O império mais antigo do mundo, antissemitas agredindo pessoas, industria florescente, bancos, a "dissociação", a dança, a música, o teatro: os homens se reuniam no seu clube para debater lógica e epistemologia.
Cruzo uma rua, entro numa viela escura, aquele homem tem um aspecto sombrio, veste-se com desalinho, mas no entanto. No entanto. Serei eu?
Eu fui assistir sua conferência, eram umas vinte pessoas ouvindo alguém que, como Musil, falaria das "secretas existências no homem", e ele falou: os genitores seriam os primeiros objetos dos desejos eróticos da criança, incitada pelos próprios pais; os sentimentos seriam de hostilidade, tanto o como de ternura. Saldo: duas mulheres de chapéu saem entre cochichos, homem alto de terno cinza parece dormir, três homens com jeito de estudantes aplaudem em pé e silêncio.

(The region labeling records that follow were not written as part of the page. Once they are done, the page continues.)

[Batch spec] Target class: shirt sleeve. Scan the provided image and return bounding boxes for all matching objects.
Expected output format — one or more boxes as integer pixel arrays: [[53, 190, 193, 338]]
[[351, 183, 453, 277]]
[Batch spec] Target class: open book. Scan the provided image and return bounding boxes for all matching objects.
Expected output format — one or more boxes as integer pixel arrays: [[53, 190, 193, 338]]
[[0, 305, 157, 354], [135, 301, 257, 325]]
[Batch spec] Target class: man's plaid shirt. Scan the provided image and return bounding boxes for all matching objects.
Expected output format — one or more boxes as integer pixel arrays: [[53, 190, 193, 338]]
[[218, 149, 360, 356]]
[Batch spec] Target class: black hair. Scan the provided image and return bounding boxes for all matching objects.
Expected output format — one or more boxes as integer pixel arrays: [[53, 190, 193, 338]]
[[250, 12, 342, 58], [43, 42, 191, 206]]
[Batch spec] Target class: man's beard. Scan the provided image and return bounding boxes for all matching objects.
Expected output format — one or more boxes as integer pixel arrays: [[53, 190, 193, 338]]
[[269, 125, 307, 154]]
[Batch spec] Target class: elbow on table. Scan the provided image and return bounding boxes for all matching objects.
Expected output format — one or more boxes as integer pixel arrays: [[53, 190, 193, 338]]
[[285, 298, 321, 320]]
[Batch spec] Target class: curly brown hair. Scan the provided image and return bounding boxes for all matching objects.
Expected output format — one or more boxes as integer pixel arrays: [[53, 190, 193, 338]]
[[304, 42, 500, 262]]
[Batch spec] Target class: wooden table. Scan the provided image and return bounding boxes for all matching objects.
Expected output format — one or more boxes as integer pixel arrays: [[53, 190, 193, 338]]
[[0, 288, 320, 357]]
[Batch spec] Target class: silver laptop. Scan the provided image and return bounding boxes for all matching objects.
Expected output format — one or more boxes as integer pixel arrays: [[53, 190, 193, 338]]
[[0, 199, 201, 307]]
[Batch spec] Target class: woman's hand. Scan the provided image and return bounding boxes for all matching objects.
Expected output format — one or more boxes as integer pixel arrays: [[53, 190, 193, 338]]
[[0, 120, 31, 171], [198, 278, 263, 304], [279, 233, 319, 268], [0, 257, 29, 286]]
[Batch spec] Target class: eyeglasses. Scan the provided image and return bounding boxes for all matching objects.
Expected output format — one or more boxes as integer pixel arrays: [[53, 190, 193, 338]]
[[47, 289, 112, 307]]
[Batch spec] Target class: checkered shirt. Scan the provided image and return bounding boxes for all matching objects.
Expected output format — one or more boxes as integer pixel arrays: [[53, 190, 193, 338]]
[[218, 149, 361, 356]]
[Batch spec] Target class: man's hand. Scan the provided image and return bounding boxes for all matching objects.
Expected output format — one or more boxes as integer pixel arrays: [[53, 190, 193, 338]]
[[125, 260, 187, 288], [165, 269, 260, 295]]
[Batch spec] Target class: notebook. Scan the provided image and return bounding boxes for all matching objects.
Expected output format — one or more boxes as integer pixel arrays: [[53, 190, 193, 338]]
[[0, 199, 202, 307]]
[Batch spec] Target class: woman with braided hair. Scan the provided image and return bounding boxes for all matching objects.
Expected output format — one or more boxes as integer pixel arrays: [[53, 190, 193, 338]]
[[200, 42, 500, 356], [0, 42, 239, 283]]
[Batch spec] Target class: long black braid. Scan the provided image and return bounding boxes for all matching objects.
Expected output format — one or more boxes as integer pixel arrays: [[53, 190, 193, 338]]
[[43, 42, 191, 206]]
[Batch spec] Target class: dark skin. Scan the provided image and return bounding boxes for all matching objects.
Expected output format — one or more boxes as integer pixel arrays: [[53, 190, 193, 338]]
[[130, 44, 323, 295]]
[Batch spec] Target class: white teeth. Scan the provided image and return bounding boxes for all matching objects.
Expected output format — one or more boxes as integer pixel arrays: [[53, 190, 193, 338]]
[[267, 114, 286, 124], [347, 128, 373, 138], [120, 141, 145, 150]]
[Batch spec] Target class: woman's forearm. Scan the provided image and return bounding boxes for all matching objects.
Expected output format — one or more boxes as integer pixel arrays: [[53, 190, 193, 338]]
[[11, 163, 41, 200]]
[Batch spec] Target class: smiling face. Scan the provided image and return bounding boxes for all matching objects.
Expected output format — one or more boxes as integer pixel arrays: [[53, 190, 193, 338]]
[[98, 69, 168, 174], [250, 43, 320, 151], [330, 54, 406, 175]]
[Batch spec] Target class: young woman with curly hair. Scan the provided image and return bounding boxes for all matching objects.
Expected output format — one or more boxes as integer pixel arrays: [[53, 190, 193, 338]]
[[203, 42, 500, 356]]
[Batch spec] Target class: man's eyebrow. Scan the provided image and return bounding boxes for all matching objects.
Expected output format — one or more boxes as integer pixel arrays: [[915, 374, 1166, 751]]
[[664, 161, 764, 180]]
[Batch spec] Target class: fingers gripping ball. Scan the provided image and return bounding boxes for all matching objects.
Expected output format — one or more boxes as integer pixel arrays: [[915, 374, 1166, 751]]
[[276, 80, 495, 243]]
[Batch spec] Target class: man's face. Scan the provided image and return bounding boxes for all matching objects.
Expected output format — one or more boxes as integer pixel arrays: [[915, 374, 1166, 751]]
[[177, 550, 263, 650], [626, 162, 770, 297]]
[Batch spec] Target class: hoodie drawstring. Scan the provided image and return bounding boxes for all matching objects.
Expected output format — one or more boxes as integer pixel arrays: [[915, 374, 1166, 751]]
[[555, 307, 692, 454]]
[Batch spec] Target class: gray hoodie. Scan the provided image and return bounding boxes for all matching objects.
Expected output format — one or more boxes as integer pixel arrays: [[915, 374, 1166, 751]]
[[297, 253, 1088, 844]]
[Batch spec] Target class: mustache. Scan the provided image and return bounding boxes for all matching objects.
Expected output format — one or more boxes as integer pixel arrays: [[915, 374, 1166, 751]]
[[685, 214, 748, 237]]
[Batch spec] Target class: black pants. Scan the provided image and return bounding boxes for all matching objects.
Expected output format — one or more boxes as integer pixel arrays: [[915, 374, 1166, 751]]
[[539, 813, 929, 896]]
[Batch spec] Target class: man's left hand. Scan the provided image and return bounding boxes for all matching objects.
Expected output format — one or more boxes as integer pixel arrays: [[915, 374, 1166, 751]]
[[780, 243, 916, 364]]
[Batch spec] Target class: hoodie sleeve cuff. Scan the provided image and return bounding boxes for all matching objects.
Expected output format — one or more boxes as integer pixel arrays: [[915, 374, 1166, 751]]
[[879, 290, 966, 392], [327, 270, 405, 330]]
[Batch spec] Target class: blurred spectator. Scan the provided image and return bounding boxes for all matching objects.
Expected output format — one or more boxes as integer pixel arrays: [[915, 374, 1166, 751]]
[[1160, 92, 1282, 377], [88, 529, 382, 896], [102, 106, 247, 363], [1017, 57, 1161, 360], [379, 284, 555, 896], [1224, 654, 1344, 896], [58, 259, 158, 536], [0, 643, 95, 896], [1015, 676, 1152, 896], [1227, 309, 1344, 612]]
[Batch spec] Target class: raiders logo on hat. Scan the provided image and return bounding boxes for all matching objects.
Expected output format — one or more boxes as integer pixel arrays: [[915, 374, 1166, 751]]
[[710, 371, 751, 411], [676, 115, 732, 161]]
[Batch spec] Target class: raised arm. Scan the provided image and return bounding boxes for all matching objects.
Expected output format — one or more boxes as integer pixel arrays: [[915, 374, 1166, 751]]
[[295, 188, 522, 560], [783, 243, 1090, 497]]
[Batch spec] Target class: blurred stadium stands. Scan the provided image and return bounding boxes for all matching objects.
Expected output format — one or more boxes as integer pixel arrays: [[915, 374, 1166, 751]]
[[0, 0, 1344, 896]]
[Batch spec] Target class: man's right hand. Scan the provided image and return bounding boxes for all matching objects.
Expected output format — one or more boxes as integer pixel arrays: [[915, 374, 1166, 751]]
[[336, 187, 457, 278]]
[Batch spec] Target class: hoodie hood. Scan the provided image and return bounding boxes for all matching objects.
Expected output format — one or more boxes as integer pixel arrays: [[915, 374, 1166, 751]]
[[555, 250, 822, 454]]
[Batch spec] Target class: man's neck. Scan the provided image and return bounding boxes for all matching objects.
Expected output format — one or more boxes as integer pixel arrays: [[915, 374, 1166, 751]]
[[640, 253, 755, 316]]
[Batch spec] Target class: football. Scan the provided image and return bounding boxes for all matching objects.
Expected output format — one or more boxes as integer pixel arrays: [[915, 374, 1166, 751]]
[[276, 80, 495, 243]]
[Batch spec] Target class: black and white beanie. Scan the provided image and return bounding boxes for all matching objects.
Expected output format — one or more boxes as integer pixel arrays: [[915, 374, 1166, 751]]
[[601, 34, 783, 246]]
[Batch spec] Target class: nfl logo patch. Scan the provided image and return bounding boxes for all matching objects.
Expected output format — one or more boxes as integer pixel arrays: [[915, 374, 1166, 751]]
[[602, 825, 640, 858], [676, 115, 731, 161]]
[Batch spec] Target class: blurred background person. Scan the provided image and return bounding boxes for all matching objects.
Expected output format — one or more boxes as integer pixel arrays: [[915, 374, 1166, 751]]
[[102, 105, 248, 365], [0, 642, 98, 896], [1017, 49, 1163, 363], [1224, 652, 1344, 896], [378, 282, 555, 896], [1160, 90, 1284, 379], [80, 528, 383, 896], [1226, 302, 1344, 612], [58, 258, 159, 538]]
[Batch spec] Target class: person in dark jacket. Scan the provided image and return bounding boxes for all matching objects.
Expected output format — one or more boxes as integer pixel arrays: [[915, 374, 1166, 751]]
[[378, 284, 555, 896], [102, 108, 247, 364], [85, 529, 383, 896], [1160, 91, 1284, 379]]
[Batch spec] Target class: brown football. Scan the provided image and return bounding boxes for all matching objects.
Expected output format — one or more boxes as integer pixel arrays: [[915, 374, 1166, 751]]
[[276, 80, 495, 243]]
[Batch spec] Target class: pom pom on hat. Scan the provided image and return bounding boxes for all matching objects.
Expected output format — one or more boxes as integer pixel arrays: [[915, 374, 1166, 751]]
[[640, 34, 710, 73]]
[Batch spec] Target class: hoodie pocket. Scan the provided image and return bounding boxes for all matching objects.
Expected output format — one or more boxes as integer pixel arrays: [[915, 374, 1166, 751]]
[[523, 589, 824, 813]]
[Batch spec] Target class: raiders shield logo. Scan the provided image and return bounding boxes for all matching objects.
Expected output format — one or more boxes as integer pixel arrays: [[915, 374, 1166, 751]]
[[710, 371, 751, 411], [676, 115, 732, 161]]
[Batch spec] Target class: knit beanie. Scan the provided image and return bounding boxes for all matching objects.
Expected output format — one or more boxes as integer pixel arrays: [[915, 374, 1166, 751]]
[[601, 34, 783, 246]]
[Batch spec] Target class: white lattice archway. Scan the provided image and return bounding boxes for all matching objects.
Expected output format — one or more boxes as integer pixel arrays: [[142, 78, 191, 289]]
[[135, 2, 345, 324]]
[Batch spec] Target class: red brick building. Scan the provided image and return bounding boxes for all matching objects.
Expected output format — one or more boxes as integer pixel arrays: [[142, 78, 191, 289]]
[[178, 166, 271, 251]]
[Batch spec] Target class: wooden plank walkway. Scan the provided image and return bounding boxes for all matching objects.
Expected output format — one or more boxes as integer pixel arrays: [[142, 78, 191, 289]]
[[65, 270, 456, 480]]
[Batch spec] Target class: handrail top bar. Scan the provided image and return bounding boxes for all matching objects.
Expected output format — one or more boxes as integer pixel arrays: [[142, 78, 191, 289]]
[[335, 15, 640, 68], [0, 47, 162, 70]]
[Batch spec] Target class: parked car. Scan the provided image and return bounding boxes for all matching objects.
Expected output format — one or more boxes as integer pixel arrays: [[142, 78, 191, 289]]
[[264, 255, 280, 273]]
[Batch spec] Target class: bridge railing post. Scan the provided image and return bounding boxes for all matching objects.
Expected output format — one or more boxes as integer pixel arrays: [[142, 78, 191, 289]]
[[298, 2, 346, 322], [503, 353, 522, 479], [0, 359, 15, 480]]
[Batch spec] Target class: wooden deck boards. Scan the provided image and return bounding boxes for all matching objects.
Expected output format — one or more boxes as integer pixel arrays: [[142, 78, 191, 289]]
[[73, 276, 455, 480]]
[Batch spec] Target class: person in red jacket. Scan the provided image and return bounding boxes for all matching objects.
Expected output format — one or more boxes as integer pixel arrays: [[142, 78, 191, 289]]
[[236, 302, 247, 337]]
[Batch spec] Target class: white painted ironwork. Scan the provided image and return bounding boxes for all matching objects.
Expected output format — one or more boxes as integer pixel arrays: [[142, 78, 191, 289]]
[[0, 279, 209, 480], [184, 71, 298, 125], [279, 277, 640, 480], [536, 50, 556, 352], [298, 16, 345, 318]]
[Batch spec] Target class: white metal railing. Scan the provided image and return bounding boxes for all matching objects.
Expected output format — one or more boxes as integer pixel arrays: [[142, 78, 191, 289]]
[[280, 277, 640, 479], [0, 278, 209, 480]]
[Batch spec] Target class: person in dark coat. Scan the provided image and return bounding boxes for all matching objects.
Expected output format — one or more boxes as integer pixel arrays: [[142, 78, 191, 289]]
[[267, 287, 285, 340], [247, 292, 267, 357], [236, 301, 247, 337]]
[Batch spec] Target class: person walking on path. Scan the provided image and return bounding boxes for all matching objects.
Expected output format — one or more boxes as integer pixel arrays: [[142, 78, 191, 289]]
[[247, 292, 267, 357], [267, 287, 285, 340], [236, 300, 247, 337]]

Agora eu tenho certeza. Ele existe e está neste café. Olhou nessa direção? Eu o convido a sentar-se? Ele está se levantando, se aproxima, estou gelado.
...Na espreguiçadeira do convés, o doutor semidormia: via ao longe o fantasma de sua irmã morta e, mais perto, uma jovem em vestido de verão, que parecia chamá-lo para a vida.  - Primeiros rascunhos.
Uma máscara, seu rosto parecia ter se transformado.
"Muito prazer. Arthur. Também tenho consultório. Podemos ser amigos".